Les affections respiratoires, ou « pollinoses », touchent un nombre croissant de personnes. D'après l'Anses (2014), les pollens de certaines essences ont un pouvoir allergisant élevé qui augmente avec la pollution atmosphérique. Des composés organiques volatiles ou des oxydes d’azote sont aussi générés par certaines essences, désormais bien identifiées (bouleau, cyprès, eucalyptus...). « L’important, souligne une étude du Cerema1, étant de ne pas forcément exclure ces espèces mais ne pas les planter en grand nombre et de manière concentrée à proximité des habitations ou sur des lieux fortement fréquentés. » « L'idée, précise l'écologue Philippe Clergeau, est d'avoir une ville intégrée dans sa biorégion en sélectionnant des espèces propres à son environnement. » Et d'ajouter : « Si on végétalise davantage et mieux la ville, une forme de vaccination naturelle s'opère : les gens seraient ainsi (de nouveau) plus habitués à vivre au milieu des arbres que de la pollution.  »
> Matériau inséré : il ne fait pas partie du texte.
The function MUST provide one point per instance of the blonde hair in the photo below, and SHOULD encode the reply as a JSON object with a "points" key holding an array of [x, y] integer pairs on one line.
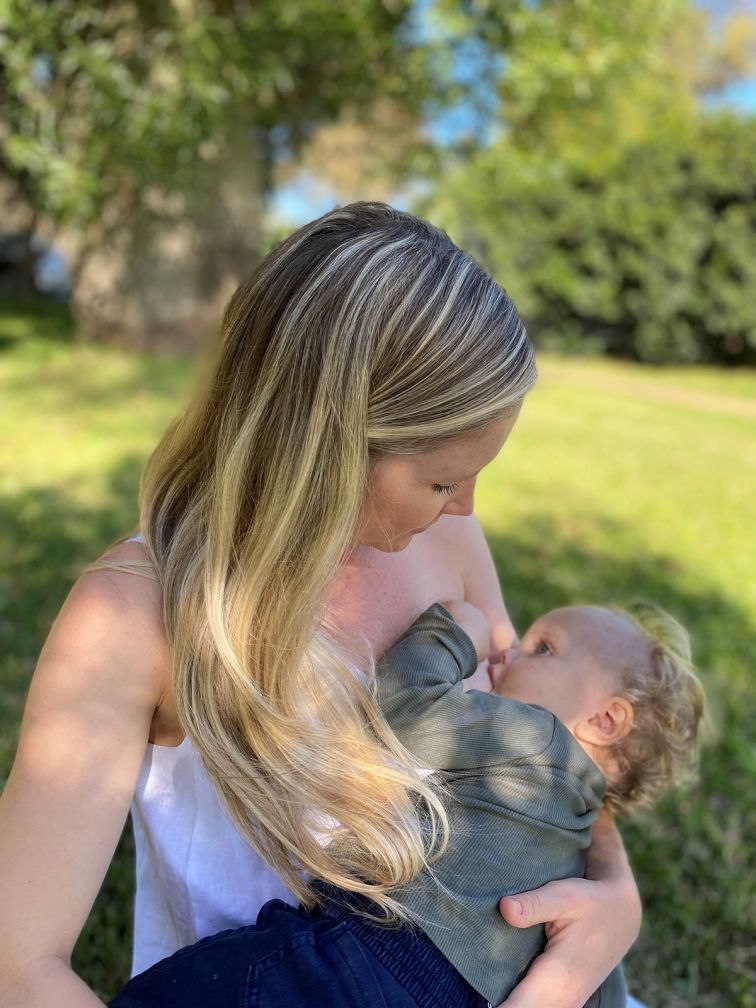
{"points": [[667, 699], [365, 333]]}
1.source : Fiche nature en ville et santé illustrations par des écoquartiers, Cerema, septembre 2018

 

 Et les moustiques ?

L'aménagement en ville de milieux humides peut générer la prolifération de moustiques. Celle-ci serait due, la plupart du temps, à un défaut de conception des aménagements. Ainsi, explique le Cerema, « une petite pente peut générer un léger courant d’eau qui est le plus souvent suffisant pour empêcher le développement des larves de moustiques. Des actions de sensibilisation de la population sont nécessaires en complément, pour que chaque habitant puisse agir à son échelle. »
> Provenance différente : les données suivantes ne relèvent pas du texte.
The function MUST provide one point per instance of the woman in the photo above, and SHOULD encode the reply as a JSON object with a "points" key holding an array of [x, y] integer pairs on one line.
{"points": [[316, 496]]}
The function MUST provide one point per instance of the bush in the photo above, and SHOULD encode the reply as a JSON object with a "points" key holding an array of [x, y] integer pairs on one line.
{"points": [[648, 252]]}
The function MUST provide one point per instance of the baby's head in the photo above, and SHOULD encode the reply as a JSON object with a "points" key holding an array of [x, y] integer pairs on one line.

1.source : Fiche nature en ville et santé illustrations par des écoquartiers, Cerema, septembre 2018

+photo moustique Crédit Pixabay

 

 Quid des virus ?

La pandémie de Covid-19, conséquence de la destruction de la biodiversité mis en lumière par un rapport de WWF en mars 2020, illustre la nécessité à préserver celle-ci jusqu'au pied de nos immeubles. « Plus on a d'espèces différentes autour de nous, plus les virus éprouvent des difficultés à cibler une espèce unique. », rappelle Philippe Clergeau.

 

Le Cours Saint-Laud à Angers : une enquête de terrain

Porté entre 2017 et 2021 par l'Institut Agro, le projet « Cours Saint-Laud : Rôle et bienfaits du végétal sur la santé des habitants » avait pour but de « construire une méthode d'évaluation pour examiner l'offre en espaces verts, la santé des habitants, et mettre les deux en relation pour aboutir à des pistes d'action, explique Pauline Laïlle, chargée de mission pour Plante & Cité, un partenaire clé du projet. Cela en vue d'aménager l'espace urbain pour qu'il soit le plus bénéfique pour les habitants.» À terme, se doter d'un outil d'évaluation transposable dans d'autres situations urbaines.